I’ve let this sink in for a few days now… or rather, I ignored it for a few days before posting on it. And after reviewing the matter, my reaction is to be just as appalled as I was when I first read it. A recent Pew survey showed 48% of the general public in the US believes torture is sometimes or often justified in order to obtain information from suspected terrorists, which is alarmingly high. I suppose that this implies that a very slight majority would say that torture is never or rarely justified. Once you remove whatever percentage of undecideds, the country is probably fairly evenly split. Factor the “rarely” group in with the other varieties of affirmative, and you’ve got a minority of Americans who would say that torture is always wrong. I have to say that’s somewhat alarming, though I guess not particularly surprising given events of the past few years relating to the American “war on terror.”

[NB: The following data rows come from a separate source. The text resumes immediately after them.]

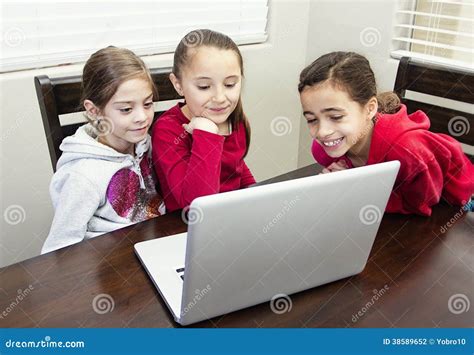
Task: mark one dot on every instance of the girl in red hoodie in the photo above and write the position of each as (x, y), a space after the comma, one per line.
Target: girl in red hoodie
(199, 145)
(352, 127)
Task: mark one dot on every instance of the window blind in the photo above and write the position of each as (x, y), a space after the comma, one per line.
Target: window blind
(439, 31)
(47, 33)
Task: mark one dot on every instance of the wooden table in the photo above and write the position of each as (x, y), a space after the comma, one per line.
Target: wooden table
(419, 274)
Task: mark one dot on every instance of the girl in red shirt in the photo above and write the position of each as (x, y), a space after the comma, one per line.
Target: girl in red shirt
(199, 145)
(352, 126)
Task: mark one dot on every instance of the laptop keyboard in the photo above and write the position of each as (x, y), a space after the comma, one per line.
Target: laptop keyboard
(180, 272)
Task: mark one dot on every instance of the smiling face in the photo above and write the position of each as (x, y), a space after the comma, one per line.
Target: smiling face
(210, 83)
(338, 123)
(128, 115)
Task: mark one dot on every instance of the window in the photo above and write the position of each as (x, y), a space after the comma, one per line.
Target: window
(440, 31)
(45, 33)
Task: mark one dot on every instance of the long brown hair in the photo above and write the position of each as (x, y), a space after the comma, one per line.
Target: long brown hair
(204, 37)
(351, 72)
(107, 69)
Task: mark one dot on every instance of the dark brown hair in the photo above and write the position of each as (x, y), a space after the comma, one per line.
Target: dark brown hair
(208, 38)
(350, 72)
(107, 69)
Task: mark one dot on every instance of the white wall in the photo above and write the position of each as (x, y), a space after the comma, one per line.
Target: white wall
(363, 26)
(270, 95)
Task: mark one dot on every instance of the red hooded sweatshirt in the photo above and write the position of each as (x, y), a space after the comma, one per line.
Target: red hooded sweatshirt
(189, 166)
(432, 165)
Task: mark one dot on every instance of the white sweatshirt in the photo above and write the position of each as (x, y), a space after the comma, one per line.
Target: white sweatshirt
(96, 189)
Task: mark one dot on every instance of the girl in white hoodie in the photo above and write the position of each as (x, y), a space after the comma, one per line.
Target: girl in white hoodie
(105, 178)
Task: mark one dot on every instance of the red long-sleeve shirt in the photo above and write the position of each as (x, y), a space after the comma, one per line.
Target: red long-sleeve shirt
(432, 165)
(190, 166)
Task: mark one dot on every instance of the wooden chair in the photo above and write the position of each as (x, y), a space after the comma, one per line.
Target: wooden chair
(59, 96)
(441, 82)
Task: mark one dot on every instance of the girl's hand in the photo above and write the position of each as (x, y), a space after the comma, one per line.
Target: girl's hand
(201, 123)
(337, 166)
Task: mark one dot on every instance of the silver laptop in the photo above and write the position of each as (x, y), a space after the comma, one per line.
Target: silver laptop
(245, 247)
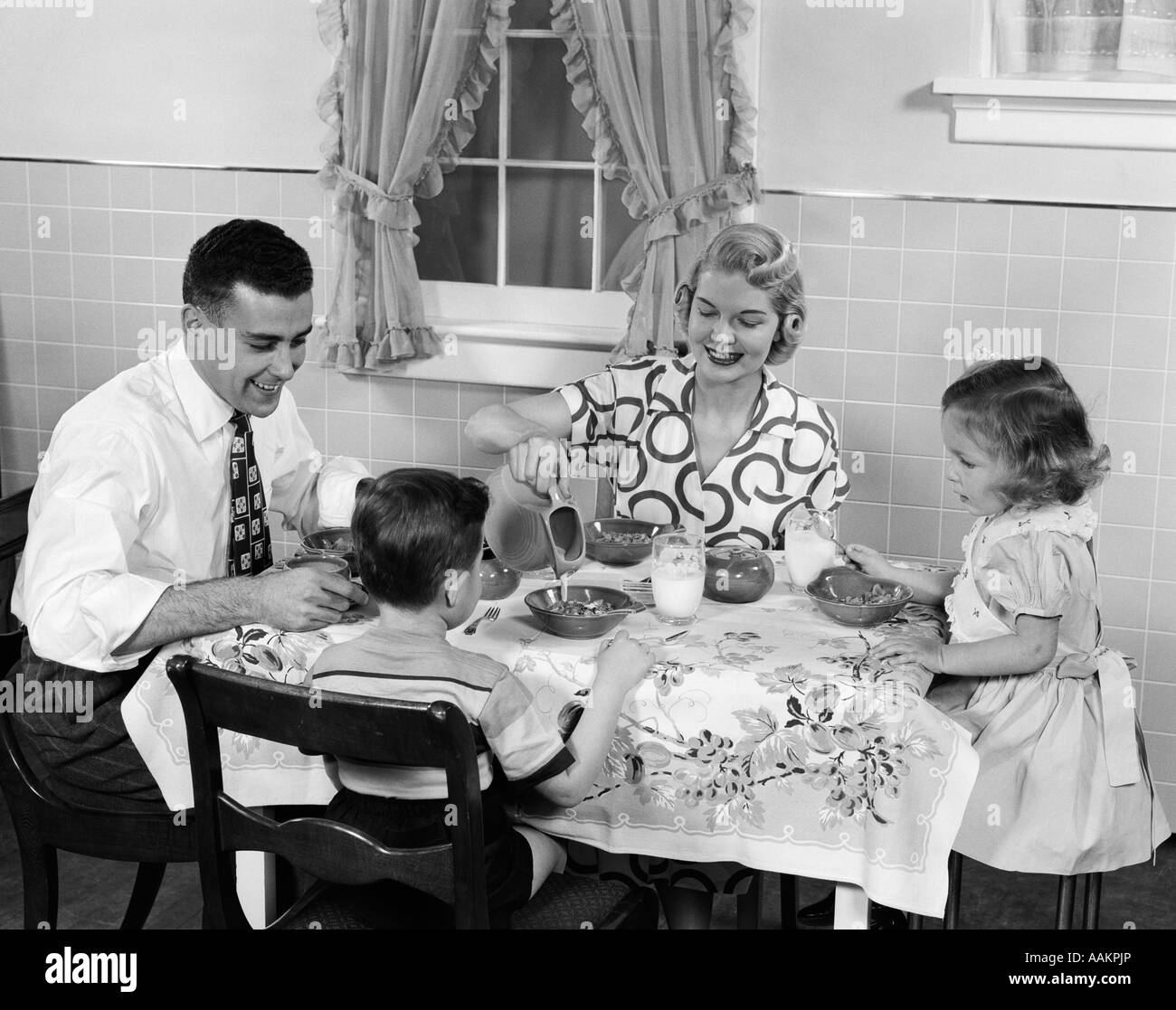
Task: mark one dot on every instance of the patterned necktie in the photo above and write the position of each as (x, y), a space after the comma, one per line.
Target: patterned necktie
(248, 533)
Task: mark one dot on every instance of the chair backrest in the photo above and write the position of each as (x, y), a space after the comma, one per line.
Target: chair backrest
(436, 735)
(13, 533)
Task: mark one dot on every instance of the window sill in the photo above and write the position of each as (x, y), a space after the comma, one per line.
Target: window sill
(528, 355)
(1137, 116)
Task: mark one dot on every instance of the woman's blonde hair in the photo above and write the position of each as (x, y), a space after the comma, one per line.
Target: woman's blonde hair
(765, 260)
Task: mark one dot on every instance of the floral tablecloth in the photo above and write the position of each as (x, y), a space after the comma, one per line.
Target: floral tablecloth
(767, 735)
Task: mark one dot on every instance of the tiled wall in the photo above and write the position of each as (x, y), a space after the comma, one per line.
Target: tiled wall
(90, 255)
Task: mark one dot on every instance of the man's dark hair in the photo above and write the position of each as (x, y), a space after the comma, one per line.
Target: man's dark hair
(410, 525)
(247, 251)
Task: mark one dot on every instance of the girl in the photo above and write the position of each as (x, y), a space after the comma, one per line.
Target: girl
(1063, 784)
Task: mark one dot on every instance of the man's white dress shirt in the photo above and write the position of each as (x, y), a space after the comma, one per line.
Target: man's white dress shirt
(133, 497)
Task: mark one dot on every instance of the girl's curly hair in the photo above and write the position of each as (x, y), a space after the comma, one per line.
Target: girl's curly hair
(1029, 418)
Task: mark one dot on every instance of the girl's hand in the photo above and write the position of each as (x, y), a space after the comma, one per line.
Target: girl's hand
(870, 561)
(909, 648)
(540, 462)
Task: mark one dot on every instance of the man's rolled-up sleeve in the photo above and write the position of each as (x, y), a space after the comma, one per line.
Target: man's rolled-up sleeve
(318, 492)
(77, 595)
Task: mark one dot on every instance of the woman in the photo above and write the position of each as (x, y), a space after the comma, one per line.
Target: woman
(713, 441)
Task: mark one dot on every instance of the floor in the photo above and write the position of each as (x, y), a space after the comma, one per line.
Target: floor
(94, 892)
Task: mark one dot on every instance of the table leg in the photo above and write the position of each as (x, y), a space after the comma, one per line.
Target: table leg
(255, 887)
(850, 908)
(749, 904)
(685, 908)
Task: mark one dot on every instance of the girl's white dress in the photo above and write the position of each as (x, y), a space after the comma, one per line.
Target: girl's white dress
(1063, 784)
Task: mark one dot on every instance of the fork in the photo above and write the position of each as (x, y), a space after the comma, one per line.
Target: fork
(493, 614)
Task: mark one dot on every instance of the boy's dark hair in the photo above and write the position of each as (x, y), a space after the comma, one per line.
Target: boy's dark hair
(410, 525)
(247, 251)
(1024, 413)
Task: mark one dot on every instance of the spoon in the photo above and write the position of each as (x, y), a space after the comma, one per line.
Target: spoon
(823, 528)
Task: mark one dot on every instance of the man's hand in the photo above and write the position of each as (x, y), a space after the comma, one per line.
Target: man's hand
(906, 648)
(304, 599)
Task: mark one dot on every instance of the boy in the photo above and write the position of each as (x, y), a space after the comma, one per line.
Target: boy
(419, 543)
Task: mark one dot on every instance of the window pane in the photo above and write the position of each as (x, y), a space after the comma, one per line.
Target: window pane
(545, 241)
(621, 238)
(485, 142)
(530, 14)
(459, 228)
(545, 126)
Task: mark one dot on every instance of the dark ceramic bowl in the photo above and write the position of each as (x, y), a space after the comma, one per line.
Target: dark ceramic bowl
(737, 574)
(336, 541)
(620, 554)
(834, 586)
(542, 603)
(337, 566)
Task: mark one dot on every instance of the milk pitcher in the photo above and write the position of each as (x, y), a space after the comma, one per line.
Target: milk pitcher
(527, 531)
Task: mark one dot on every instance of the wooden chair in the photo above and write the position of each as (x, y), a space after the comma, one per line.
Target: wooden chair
(43, 822)
(345, 860)
(1067, 889)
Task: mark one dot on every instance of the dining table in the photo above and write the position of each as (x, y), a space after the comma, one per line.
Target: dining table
(764, 736)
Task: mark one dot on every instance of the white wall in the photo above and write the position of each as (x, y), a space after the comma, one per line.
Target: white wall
(846, 105)
(106, 86)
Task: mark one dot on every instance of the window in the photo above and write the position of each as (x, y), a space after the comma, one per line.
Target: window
(527, 206)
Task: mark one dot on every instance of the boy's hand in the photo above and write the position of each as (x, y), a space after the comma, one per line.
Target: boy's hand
(871, 562)
(912, 649)
(623, 661)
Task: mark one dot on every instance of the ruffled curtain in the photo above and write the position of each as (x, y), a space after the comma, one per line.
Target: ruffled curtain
(400, 104)
(663, 104)
(1086, 36)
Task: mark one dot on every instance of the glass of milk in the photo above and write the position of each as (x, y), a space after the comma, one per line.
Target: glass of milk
(678, 576)
(807, 552)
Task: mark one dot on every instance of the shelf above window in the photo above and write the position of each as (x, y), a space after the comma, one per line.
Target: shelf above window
(1137, 116)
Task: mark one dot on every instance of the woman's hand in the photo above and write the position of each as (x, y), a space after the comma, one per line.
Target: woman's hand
(871, 562)
(906, 648)
(540, 461)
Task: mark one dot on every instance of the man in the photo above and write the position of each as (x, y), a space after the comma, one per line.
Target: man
(151, 501)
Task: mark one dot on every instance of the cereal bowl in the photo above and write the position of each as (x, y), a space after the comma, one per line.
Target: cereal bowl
(334, 541)
(620, 541)
(611, 607)
(336, 566)
(857, 599)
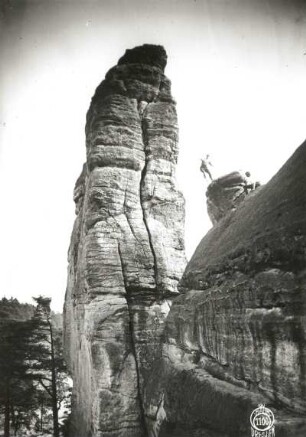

But that’s not the most alarming part, which comes shortly after the thought that it would be better if the general populace had a stronger evangelical influence. The same study found that 57% of white Southern evangelicals believe that torture is sometimes (37%) or often (20%) justified in order to obtain information from suspected terrorists. Just to review on the off-chance you didn’t catch that, white evangelical Christians in the Southern USA are more likely to support torture as an information-extraction technique than is the general populace. 9% more. 38% said torture is rarely or never justified, which suggests 5% don’t know. Boil all that down, and a shocking minority of white Southern evangelicals will offer a quick response that torture is wrong.
Pardon me if I assume you will agree with me that torture is always wrong, period. Perhaps you’re not as appalled by all this as I am and are the other side of the statistics I’m looking at. My apologies. But I have to wonder about how that group comes up with their conclusions… maybe if they don’t listen to Amnesty International, they’ll listen to Jesus on the issue?
Well, the survey has an answer for that as well: 44% of white Southern evangelicals “rely on life experiences and common sense” to determine their views about torture. 28% rely on Christian teachings or beliefs. I have to say I’ve got a hard time responding to the argument, “Of course torture is justified, it’s just common sense!” I don’t quite know where to start with that, as my retort of, “How can anyone support torture? It’s contrary to common sense!” will probably not hit the mark in a convincing manner.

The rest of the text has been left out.